Solon Kenna is a human male, 172 cm tall, weighing 122 kg, with a fringe of stringy black hair and hard, weasly brown eyes. He has the heavy facial planes and accent of the Slavic Far East, yet speaks a host of languages, including English and Japanese, well. He is usually found wearing stained canvas coveralls beneath a wrinkled sport jacket that hides a heavy Makarov slung under his right arm. He has a fondness for thin cigarettes, hard liquor, hot saunas, and easy women. Only one of which is readily available in his hometown of Vladivostok.
Kenna comes from a long line of born and raised profiteers. His relations stretch back into the ranks of KGB and Politburo officials that fleeced the Soviet Union out of enough resources to cause the Bear to bow to the Eagle. The only problem is, since the advent of the Sixth World and the reorganization of the FSR into the new Russian Republic, he has lost his tap into the inner purses of the Kremlin. Instead, he is forced to rely upon what gear and equipment he is able to scavenge from the rusting and abandoned bases and harbors that once belonged to the second mightiest military in history.
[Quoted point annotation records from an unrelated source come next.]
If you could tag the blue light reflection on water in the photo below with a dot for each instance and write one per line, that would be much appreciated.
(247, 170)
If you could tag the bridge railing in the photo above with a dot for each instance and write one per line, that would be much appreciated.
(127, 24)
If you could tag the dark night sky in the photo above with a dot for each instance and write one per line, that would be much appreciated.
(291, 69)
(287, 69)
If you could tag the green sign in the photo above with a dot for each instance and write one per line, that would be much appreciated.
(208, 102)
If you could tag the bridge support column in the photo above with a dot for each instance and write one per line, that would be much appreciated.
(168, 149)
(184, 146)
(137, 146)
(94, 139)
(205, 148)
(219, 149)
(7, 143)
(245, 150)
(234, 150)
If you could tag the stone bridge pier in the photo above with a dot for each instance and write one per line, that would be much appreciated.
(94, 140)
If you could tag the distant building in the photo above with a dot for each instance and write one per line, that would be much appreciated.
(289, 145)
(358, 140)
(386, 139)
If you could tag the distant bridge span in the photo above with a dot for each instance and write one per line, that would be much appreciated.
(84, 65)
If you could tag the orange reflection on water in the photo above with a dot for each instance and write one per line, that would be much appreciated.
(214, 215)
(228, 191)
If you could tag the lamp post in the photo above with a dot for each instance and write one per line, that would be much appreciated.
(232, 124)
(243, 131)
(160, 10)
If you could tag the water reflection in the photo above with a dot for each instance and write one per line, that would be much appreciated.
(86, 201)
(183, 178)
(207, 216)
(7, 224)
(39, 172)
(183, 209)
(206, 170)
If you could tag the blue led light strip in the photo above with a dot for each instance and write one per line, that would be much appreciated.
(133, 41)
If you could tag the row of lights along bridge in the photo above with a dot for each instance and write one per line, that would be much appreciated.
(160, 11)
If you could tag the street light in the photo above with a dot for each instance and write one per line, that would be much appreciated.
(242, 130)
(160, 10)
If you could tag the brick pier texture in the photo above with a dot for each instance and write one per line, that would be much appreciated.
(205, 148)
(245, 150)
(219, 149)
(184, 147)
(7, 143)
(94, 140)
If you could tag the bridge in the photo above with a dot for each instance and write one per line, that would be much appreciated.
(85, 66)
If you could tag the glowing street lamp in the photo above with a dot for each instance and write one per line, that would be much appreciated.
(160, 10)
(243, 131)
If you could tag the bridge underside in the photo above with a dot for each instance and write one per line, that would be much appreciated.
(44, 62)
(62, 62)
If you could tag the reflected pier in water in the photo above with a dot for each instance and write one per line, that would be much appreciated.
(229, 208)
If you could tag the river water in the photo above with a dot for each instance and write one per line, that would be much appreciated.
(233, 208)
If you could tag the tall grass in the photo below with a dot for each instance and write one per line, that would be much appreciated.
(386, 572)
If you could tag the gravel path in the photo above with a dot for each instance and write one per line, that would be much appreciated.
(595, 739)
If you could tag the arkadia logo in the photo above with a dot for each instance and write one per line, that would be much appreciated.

That was seven years ago, the lean years as he likes to call them, of scrimping and scrounging to make the payments on the warehouse he owns, burning old uniforms to keep warm in the arctic winters, and of trying to sell anything and everything to anyone with a ruble or nuyen in order to turn a profit. Then came the shakeup and Yamatetsu announced it was coming to set up shop. Now Vladivostok's shadows are teeming with all sorts of operators looking for just the kind of services that Kenna has to offer. Business has never looked better.
Kenna is a business man, pure and simple. He approaches everything with the bottom line in view, and will cut the best deal possible for all parties included. He won't knowingly sell out a customer, and he will not deal with military or corporate individuals. Black marketeers, smugglers, profiteers, rogues, thieves, assassins, shadowrunners are all welcome, though. Kenna will make extravagant promises about his gear, but won't prevent anyone from doing a cursory inspection that will prove most of them wrong. Eighty percent of his gear is surplus Soviet hardware at least ten to forty years old. Still, the robustness of their design and construction means most are still in working order. Every once in a while he wll obtain something up to date, either from the Red Army or various corporate entities. At that time he'll put the word out to trusted customers to see what kind of price he can get for his items.